Solar-Electric Power: Road to a Clean, Secure Energy Future

James M. Gee1 and Roland Hulstrom2

1Sandia National Laboratories, Albuquerque, NM 87185-0752

2National Renewable Energy Laboratory, Golden, CO 80401

Solar-electric power using photovoltaic technology has a number of highly attractive attributes, including: renewable energy resource, no regulated emissions, no CO2 emissions, modular, easily sited, low maintenance, power generation profile that naturally matches typical load profiles, etc. Solar-electric power has been primarily used in off-grid applications, but has recently begun introduction into grid-tied electric power markets. The U.S. photovoltaic industry would like to accelerate its’ technical and marketing progress so that solar-electric power can become a significant economic, environmental, and energy resource for the nation and worldwide. U.S. photovoltaic industry has begun a technology and marketing roadmap to address the potential of solar-electric power. The U.S. photovoltaic industry established a vision "to provide the electrical energy consumer competitive and environmentally friendly energy products and services from a thriving United States-based solar-electric power industry." The industry also set some very aggressive growth goals (25% per year) that would expand it into a significant energy resource for the U.S. (15% of new electrical generation capacity by 2020). The roadmapping effort has identified a number of infrastructural and technical issues that will need to be addressed to reach these aggressive goals.
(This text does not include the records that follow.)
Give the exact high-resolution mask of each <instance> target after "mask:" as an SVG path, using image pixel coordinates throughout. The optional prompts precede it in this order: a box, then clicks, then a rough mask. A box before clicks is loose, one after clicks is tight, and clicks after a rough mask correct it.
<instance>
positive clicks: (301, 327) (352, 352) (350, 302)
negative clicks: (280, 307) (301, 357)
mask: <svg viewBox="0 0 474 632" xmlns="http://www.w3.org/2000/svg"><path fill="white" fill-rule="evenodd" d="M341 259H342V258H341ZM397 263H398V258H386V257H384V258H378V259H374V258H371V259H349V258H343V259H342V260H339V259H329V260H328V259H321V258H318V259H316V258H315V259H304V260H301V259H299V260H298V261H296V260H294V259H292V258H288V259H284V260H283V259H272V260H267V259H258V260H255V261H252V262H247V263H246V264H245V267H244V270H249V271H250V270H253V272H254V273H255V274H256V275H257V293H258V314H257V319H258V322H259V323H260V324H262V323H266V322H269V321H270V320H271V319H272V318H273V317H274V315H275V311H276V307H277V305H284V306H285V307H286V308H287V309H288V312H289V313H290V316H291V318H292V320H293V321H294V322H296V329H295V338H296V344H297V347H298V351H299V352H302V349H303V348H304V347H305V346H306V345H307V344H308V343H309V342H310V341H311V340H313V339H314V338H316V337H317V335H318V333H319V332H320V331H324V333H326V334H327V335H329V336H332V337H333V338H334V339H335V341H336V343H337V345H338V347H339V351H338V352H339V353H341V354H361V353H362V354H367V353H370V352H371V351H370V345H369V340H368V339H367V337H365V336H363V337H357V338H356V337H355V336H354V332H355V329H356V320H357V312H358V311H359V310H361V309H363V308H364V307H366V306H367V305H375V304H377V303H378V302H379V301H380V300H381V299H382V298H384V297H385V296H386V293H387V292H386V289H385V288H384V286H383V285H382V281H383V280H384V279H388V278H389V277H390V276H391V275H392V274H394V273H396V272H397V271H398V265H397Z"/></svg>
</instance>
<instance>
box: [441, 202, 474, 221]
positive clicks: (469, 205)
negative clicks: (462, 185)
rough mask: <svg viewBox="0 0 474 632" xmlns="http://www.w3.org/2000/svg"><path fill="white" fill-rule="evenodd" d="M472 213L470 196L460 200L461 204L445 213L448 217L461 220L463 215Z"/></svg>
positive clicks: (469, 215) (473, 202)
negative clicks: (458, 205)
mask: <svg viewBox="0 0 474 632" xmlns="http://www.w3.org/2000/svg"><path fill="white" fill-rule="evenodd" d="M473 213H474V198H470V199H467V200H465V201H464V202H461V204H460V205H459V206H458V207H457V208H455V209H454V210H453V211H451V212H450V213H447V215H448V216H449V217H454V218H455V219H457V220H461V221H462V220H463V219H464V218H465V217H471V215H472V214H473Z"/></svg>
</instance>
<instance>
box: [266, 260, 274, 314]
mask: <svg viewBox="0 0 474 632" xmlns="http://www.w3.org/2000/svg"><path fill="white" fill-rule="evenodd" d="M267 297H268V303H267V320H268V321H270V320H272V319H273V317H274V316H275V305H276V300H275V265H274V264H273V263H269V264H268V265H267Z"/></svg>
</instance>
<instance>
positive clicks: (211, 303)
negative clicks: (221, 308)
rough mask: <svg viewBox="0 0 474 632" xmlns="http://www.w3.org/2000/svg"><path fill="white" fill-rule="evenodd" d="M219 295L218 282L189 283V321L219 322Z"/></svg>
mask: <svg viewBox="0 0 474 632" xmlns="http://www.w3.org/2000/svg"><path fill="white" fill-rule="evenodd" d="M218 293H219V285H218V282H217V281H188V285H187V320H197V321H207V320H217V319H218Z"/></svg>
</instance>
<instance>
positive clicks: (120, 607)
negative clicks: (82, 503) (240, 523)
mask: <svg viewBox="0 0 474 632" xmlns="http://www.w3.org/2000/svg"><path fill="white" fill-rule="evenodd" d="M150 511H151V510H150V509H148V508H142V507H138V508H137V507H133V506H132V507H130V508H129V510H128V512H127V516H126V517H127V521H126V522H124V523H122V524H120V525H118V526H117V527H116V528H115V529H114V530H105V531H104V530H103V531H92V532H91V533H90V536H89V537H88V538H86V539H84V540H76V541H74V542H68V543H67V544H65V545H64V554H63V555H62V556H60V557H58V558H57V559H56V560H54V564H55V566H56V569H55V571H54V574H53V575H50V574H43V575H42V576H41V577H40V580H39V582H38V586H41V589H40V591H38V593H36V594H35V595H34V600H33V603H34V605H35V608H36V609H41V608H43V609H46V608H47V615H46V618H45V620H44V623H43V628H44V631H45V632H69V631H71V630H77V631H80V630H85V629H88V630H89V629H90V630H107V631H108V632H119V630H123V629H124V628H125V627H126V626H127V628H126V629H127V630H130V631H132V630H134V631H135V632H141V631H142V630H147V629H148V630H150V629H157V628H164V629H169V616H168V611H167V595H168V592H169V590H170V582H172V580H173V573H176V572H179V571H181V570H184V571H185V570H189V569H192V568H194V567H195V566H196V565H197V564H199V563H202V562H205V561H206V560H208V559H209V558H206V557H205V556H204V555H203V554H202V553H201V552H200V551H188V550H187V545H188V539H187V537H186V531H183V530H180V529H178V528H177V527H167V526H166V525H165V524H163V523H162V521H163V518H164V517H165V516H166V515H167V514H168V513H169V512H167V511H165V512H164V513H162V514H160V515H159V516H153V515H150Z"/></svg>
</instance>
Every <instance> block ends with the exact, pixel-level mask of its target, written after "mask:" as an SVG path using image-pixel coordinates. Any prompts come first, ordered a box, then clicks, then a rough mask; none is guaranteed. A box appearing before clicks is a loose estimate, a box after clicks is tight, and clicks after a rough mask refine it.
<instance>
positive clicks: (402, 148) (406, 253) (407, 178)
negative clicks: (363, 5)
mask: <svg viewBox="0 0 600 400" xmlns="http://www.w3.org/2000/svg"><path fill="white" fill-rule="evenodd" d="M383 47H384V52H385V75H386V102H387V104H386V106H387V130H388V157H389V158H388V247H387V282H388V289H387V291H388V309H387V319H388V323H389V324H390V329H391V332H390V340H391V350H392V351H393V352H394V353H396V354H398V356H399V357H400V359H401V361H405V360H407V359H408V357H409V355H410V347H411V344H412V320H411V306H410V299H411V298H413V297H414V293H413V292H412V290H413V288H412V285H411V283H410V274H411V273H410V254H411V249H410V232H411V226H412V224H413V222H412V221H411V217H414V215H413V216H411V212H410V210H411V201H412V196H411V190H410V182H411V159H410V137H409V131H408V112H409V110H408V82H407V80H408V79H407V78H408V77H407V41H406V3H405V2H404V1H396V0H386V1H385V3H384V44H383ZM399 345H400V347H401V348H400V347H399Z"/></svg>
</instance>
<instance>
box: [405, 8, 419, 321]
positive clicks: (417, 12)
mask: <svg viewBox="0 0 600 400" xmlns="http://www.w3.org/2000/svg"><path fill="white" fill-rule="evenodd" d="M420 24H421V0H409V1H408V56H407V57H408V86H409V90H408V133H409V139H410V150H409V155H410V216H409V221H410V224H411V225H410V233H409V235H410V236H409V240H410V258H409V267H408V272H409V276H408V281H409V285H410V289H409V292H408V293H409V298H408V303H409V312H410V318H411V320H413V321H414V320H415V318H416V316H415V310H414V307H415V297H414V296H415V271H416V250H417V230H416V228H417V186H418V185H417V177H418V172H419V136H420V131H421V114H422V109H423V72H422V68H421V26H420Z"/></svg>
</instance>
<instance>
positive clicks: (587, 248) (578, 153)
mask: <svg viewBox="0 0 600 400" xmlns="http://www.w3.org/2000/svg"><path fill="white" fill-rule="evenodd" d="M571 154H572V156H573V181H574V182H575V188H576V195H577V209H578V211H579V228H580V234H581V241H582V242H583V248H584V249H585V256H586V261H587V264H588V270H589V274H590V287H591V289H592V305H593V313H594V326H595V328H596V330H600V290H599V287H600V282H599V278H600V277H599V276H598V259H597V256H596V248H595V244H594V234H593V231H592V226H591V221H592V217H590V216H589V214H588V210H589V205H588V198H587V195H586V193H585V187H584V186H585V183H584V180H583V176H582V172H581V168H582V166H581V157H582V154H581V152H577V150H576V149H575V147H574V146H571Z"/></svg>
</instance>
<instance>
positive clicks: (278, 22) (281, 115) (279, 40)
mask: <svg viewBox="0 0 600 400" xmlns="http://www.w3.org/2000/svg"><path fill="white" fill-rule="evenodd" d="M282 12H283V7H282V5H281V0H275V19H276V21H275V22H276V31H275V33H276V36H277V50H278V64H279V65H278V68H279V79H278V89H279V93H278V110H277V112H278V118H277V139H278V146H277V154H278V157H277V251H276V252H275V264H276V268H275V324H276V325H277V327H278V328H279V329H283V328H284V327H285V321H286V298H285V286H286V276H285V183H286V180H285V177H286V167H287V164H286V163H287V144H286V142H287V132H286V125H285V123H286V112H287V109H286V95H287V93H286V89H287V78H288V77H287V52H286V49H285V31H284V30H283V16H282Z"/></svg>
This paper will review the status of the PV Industry Roadmap.

1Sandia National Laboratories is a multiprogram laboratory operated by Sandia Corporation, a Lockheed Martin Company, for the U. S. Department of Energy under contract DE-ACO4-94AL85000.

2NREL is a national laboratory of the U.S. Department of Energy opeated by Midwest Research Institute, Battelle, and Bechtel, Contract # DE-AC36-99GO10337.